Take a good look around Encinitas, Leucadia or Solana Beach. Standing tall on the coastal slopes leading up from the sea to where the hillside meets the sky, you will see a particularly interesting giant of a tree towering above the Torrey pines and the occasional Canary Island palm.
Ancient and endemic to Norfolk Island, a small island in the South Pacific located between Australia and New Zealand, the Norfolk pine is as unusual as they come. James Cook, an intrepid explorer, was the first European known to have sighted this South Sea island and thus the Norfolk Island pine, or Araucaria Heterophylla.
The explorer named the island after the Duchess of Norfolk in 1774 who was the wife of Edward Howard, the 9th Duke of Norfolk.
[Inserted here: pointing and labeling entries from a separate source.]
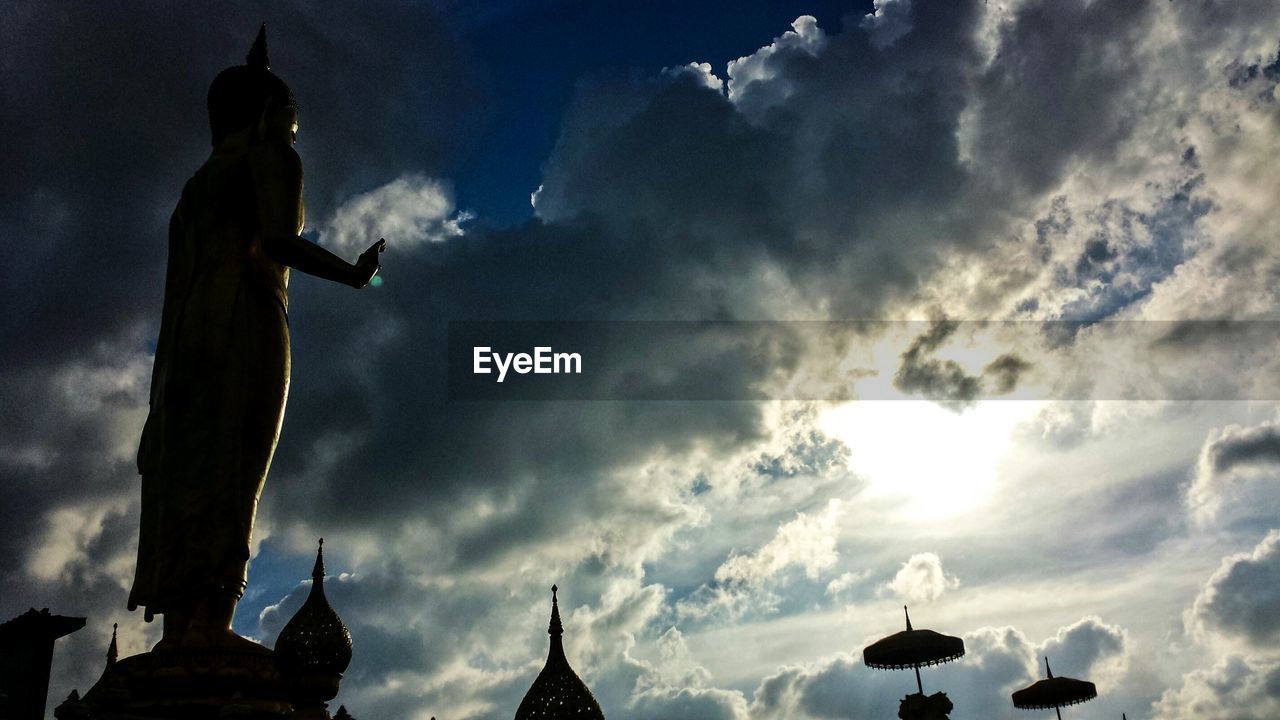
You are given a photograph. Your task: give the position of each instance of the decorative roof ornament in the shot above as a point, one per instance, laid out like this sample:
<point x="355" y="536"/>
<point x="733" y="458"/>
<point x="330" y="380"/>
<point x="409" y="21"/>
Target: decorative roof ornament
<point x="558" y="693"/>
<point x="1054" y="692"/>
<point x="113" y="652"/>
<point x="314" y="648"/>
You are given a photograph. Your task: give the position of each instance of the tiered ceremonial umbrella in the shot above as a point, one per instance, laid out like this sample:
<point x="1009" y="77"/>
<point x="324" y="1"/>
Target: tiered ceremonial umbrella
<point x="1054" y="692"/>
<point x="913" y="648"/>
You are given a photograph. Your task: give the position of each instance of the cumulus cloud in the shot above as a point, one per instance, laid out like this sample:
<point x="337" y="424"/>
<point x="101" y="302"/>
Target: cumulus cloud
<point x="1242" y="598"/>
<point x="1093" y="650"/>
<point x="1237" y="473"/>
<point x="808" y="543"/>
<point x="745" y="583"/>
<point x="1235" y="688"/>
<point x="1036" y="160"/>
<point x="920" y="579"/>
<point x="411" y="209"/>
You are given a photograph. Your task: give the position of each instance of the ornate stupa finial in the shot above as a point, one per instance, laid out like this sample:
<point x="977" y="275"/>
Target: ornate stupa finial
<point x="256" y="57"/>
<point x="554" y="629"/>
<point x="318" y="569"/>
<point x="113" y="652"/>
<point x="314" y="648"/>
<point x="558" y="692"/>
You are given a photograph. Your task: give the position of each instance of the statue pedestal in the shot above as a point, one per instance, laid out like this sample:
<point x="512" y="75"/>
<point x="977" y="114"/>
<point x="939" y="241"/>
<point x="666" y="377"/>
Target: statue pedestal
<point x="181" y="684"/>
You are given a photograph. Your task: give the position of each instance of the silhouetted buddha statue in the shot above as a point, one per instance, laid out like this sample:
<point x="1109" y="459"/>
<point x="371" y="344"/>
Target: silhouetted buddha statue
<point x="222" y="364"/>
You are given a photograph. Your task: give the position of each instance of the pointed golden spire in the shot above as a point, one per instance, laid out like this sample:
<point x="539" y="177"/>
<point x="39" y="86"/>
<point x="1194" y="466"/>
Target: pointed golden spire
<point x="554" y="628"/>
<point x="256" y="57"/>
<point x="113" y="652"/>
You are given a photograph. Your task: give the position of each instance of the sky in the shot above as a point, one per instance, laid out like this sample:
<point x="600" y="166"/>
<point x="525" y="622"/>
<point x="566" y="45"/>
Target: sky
<point x="1057" y="434"/>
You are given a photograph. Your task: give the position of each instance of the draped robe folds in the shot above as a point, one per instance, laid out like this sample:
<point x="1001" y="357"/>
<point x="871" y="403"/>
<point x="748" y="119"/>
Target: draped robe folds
<point x="220" y="376"/>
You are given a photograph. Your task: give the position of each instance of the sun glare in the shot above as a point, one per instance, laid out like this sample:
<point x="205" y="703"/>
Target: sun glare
<point x="931" y="460"/>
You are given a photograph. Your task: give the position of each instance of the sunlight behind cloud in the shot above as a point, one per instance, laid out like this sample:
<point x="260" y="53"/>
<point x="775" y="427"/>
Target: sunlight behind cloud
<point x="936" y="461"/>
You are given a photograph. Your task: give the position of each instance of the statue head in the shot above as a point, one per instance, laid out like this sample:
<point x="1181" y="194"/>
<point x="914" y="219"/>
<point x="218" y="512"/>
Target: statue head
<point x="241" y="94"/>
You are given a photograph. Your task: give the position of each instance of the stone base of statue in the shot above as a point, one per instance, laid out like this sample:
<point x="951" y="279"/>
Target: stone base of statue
<point x="182" y="684"/>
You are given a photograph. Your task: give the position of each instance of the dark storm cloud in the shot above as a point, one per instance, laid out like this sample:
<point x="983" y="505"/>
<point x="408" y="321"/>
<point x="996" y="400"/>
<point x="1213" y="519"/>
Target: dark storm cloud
<point x="828" y="182"/>
<point x="936" y="379"/>
<point x="1255" y="446"/>
<point x="945" y="381"/>
<point x="1059" y="89"/>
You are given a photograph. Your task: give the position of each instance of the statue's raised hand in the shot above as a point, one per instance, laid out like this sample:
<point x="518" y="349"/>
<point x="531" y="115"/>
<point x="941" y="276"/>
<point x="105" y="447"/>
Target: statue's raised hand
<point x="368" y="263"/>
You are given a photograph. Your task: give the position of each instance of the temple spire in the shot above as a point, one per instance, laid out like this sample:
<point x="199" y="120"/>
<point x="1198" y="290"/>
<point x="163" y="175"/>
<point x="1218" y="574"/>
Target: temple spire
<point x="318" y="570"/>
<point x="113" y="652"/>
<point x="554" y="628"/>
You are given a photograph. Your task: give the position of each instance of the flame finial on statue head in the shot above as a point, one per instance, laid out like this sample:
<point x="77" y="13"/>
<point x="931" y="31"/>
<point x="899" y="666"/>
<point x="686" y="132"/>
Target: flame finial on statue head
<point x="554" y="628"/>
<point x="257" y="57"/>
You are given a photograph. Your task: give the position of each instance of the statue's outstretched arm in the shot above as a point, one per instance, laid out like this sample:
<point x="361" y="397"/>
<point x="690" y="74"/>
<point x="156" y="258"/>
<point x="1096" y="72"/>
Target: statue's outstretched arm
<point x="306" y="256"/>
<point x="278" y="183"/>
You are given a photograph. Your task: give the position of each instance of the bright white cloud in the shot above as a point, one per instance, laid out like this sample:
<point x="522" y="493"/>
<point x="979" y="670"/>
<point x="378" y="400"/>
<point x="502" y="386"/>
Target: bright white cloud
<point x="410" y="210"/>
<point x="808" y="542"/>
<point x="922" y="579"/>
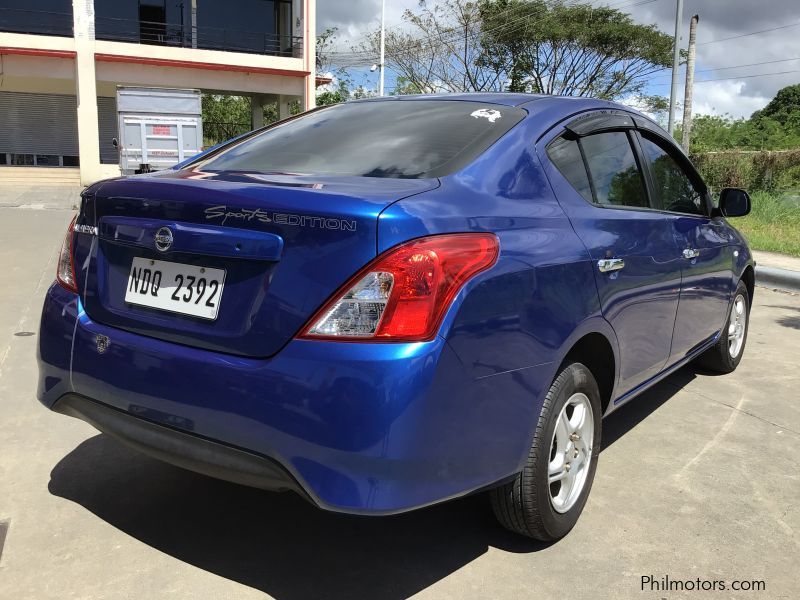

Unfortunately she passed away during Cook’s journey in May of 1773 and never received the accolade.
During this time, sailing vessels were constantly in need of outfitting and rebuilding. At first, it was thought that this tall straight tree would be extremely suitable for masts and yards. Yet, in 1788 when the island was occupied by relocated convicts from Britain, it was found to be too weak for these uses and the proposed industry was abandoned.
I myself have been up in the top of many of these trees during removal situations. I can vouch for their brittle and soft wood firsthand. Typically this tree will sweep out over a structure and pose a threat to the dwellings down below. Being flexible to a point because of its soft wood, a climber cannot get close to the very top of the tree for fear of it breaking.
To remove or rope down the top section, I would typically use a pole pruner to reach above me and break off the weak lateral branches that are usually no more than an inch in diameter near the top of the tree. This would dramatically reduce the weight of the section being removed and make it much more weildy.
The wood of this crazy tree is soft, yellow white in composition and fairly good for wood turning being extensively used by Hawaiian craftsman. At one point in the 1950s, a trial shipment of Norfolk pine trunks was sent to Sydney, Australia, where plywood manufacturers peeled the logs and reported good results in creating plywood from it. Unfortunately for this industry, the Norfolk Island Advisory Council decided to reserve their local timber for use on the island only, determining that it wasn’t a sustainable resource. Can you believe it?
When you cut this tree into pieces, it really isn’t very suitable for firewood as it is extremely vascular. It also has the most viscous blood red sap I have ever seen, even when compared to the Eucalyptus robustus or iron bark eucalyptus. This sap is very slippery as well and difficult to remove as it dries. The star pine’s cousin, the monkey puzzle tree, also found in this area, has edible fruit and a sap that can be useful in the treatment of lacerations and cuts.
Here’s the unbelievable part. Paleoecology, or the study of plant and animal fossils, calls the star pine, the monkey puzzle and other trees from the Araucaria genus, relics. This means that they are literally living fossils and were once a dominant and numerous plant found throughout the world in great forests, still living today.
Fossil evidence shows that the star pine was prolific in the Cretaceous and Jurassic periods, hundreds of millions of years ago when the planet was quite warm and moist. It is now accepted by many scientists studying paleontology that the Sauropods, or herbivore dinosaurs living in these periods, evolved their long slender necks just like the giraffe to reach the cones and nutritious seeds produced by these 200-foot giants.
We have dinosaur food growing in our town!
When they are small and juvenile, they are so pretty that they almost appear plastic. In fact, a huge industry in Florida grows them as house plants especially for Christmas.
Just be careful where you plant them. The brittle trunk tops break off in high winds, leaving most mature specimens with double trunks that bifurcate around 30 to 40 feet.